[Copied and pasted from my external blog. Please do take a look. I'm trying to update regularly, every few days or so]
Okay, so in less that 12 hours, Gordon Brown has invalidated more or less everything I said in my last post. So here's an emergency update.
Given Brown's resignation, and the apparant likelihood of an anti-Tory coalition, everything is now uncertain. In order to have a majority, a coalition would need pretty much all of the smaller parties in addition to Labour and the Liberal Democrats. A government like that has not been seen since the Second World War, and bears more similarity to those in continental Proportional Representation systems than to a First Past the Post system. Which is apt, because one of the first moves of such a government would be to take the first steps towards reformation of the voting system.
If the next election features a Proportional Representation system, it will most likely deny the Tories a chance of government. Why? Because they have conclusively demonstrated an inability to cooperate with other parties. I personally think that it's the party attitude which is at fault. Conservatives do not share. They look out for them and theirs, and the public face of their entreaties to the Lib Dems have shown just that. Cameron's speech about a "big, open, comprehensive offer" to them in fact offered next to nothing. He would not waver on the economy, Europe, voting reform, or Trident. Labour, on the other hand, would give them compromise on 2 or 3 of those.
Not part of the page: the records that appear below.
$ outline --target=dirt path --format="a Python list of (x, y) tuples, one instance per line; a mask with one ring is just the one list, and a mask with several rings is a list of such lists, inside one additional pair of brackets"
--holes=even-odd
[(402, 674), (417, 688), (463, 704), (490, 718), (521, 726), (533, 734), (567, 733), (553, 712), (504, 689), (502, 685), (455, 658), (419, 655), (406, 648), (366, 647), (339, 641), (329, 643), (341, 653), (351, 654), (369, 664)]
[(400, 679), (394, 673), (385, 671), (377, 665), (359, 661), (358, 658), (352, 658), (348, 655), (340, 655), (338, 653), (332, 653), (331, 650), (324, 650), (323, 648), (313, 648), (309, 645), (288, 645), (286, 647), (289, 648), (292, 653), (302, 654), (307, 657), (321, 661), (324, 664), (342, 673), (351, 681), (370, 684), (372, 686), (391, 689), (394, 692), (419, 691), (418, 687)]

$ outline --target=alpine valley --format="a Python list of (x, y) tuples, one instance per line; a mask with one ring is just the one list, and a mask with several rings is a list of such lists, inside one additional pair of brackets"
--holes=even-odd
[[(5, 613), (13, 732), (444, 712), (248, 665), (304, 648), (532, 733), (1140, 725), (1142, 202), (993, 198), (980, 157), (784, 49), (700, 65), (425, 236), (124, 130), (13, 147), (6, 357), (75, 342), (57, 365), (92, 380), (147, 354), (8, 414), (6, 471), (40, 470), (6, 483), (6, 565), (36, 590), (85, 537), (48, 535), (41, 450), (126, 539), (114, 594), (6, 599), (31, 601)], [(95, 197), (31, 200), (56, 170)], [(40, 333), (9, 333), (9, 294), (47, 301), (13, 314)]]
If this coalition happens (and it is by no means certain yet) then the reason that Cameron will be denied government will be that he cannot put the country ahead of his own ambitions. He has left the country effectively without a government for days whilst he squabbled over this. Gordon Brown has shown true statesmanship by watching the wheel of the ship whilst he gives the Tories a chance to form a government. And now that they are failing to reach that compromise, he has made his own, even with his own resignation. It shows a level of maturity far beyond anything the Conservatives have shown, and I think should be applauded. Particularly the dignity of his resignation speech. It's a real shame that he has been forced into this. He was a true politician, who put the responsibilities he carried before all else. He might not have been perfect, but I think that he has done the Labour party and the country proud.
Coalition can work. Labour and the Liberal Democrats are showing that. The Tories doom and gloom over a hung parliament has been scaremongering from the off, and merely a manifestation of their selfish attitude. A Lib-Lab coalition is perfectly legitimate; it would have more than 50% of the vote. The new Labour party leader as PM is perfectly legitimate. This is a parliamentary democracy. We vote for representatives, not Prime Ministers. Leadership is an issue for the parties. Cameron has shown he cannot cooperate and compromise with other parties, ergo he has proved himself unfit to government in a hung parliament situation. And all he needed to offer was a referendum on electoral reform. No commitment to back it, just the referendum.
The Lib-Lab coalition might not happen, but this most honourable move by Gordon Brown has shown up the Tories selfishness. They will either up their game and compromise with the Lib Dems, or they will not enter Number 10.
Well, he campaigned for change. That might be just what David Cameron gets. We might just be on the edge of the biggest constitutional change in this country since the Magna Carter.